Now, relying on the authority of Boddie, Id., Mitthauer, supra, and Lo Bello, supra, respondents contend that when a case is remitted for imposition of a new penalty, Civil Service Law § 75(3) does not restrict the public employer's authority with regard to the penalty it imposes. In this Court's view, however, neither Mitthauer, Lo Bello, nor Boddie resolves this question. In these cases, the issue was whether the reviewing court was authorized to impose a penalty that differed from the applicable law, i.e. Civil Service Law § 75(3) or the local statute. The lesson of Mitthauer is that where a reviewing court concludes that the available penalties do not afford an “acceptable option”, the court has the authority to devise an alternative remedy (see, e.g. Matter of McDougall v.
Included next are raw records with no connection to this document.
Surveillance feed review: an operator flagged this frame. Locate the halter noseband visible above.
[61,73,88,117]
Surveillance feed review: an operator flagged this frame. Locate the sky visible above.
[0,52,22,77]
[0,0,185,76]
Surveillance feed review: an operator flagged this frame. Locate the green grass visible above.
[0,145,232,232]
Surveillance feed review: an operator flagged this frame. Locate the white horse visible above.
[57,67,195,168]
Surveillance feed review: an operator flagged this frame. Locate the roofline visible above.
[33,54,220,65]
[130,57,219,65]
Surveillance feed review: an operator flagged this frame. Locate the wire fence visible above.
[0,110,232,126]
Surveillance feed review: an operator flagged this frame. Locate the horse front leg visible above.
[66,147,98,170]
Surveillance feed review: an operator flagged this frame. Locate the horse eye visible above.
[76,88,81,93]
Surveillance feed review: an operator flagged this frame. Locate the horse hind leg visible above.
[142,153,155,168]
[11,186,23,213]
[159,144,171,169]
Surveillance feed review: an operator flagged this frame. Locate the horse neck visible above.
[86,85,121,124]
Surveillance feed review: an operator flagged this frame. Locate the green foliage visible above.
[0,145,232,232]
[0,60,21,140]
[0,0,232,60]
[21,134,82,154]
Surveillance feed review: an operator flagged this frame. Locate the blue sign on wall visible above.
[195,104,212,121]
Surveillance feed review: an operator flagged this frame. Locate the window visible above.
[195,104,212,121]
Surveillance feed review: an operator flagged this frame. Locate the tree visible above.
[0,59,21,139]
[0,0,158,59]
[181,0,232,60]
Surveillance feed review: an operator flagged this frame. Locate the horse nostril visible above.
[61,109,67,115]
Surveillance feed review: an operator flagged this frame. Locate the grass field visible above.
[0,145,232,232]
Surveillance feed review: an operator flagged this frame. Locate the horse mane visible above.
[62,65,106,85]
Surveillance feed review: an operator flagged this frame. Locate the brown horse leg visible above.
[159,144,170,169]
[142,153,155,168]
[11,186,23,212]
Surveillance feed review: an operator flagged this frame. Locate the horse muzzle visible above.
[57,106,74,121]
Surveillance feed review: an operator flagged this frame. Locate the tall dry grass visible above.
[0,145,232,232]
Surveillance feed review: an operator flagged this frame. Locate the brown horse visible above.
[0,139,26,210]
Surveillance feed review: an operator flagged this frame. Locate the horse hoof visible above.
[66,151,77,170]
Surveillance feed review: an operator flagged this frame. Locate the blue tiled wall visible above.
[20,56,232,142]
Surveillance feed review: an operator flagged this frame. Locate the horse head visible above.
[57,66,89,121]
Scoppetta, 76 A.D.3d 338, fn. 3, 905 N.Y.S.2d 262 [2010] ). If a reviewing court does not state otherwise, the public employer's authority remains restricted by the statute ( Lee v. Board of Education, 120 Misc.2d 809, 466 N.Y.S.2d 650 [1983]; see, also Matter of Fuller v. Levitt, 33 Misc.2d 708, 230 N.Y.S.2d 943 [1961] [by remitting without exercising its authority to define an appropriate penalty, “the court must assume that the Appellate Division was cognizant of [Civil Service Law § 75(3) ]”] ).
It is a basic principle of statutory construction that courts should avoid judicial legislation (McKinney's Statutes § 73). Notably, Civil Service Law § 75(3) sets forth in express terms the permissible penalties that may be imposed (compare, e.g. Education Law § 3020–a, which allows the employer to impose a suspension of unlimited duration). In this Court's view, absent a directive from the Appellate Division, the respondents here had no authority to depart from the provisions of Civil Service Law § 75(3) and impose a suspension in excess of two months.
The parties' remaining contentions have been considered and are either without merit or, based on the foregoing, not necessary to resolve.
Accordingly, based on the foregoing, it is
ORDERED AND ADJUDGED that respondents' motion is denied; and it is further
ORDERED AND ADJUDGED that the petition is granted; and it is further
ORDERED AND ADJUDGED that the matter is remanded to respondents for further proceedings not inconsistent with the foregoing Decision and Order.
This represents the Decision and Order/Judgment of this Court. This Original Decision and Order/Judgment is being returned to the attorneys for petitioner. The signing of this Decision and Order/Judgment shall not constitute entry or filing under CPLR 2220. Counsel is not relieved from the provisions of that rule regarding filing, entry, or notice of entry.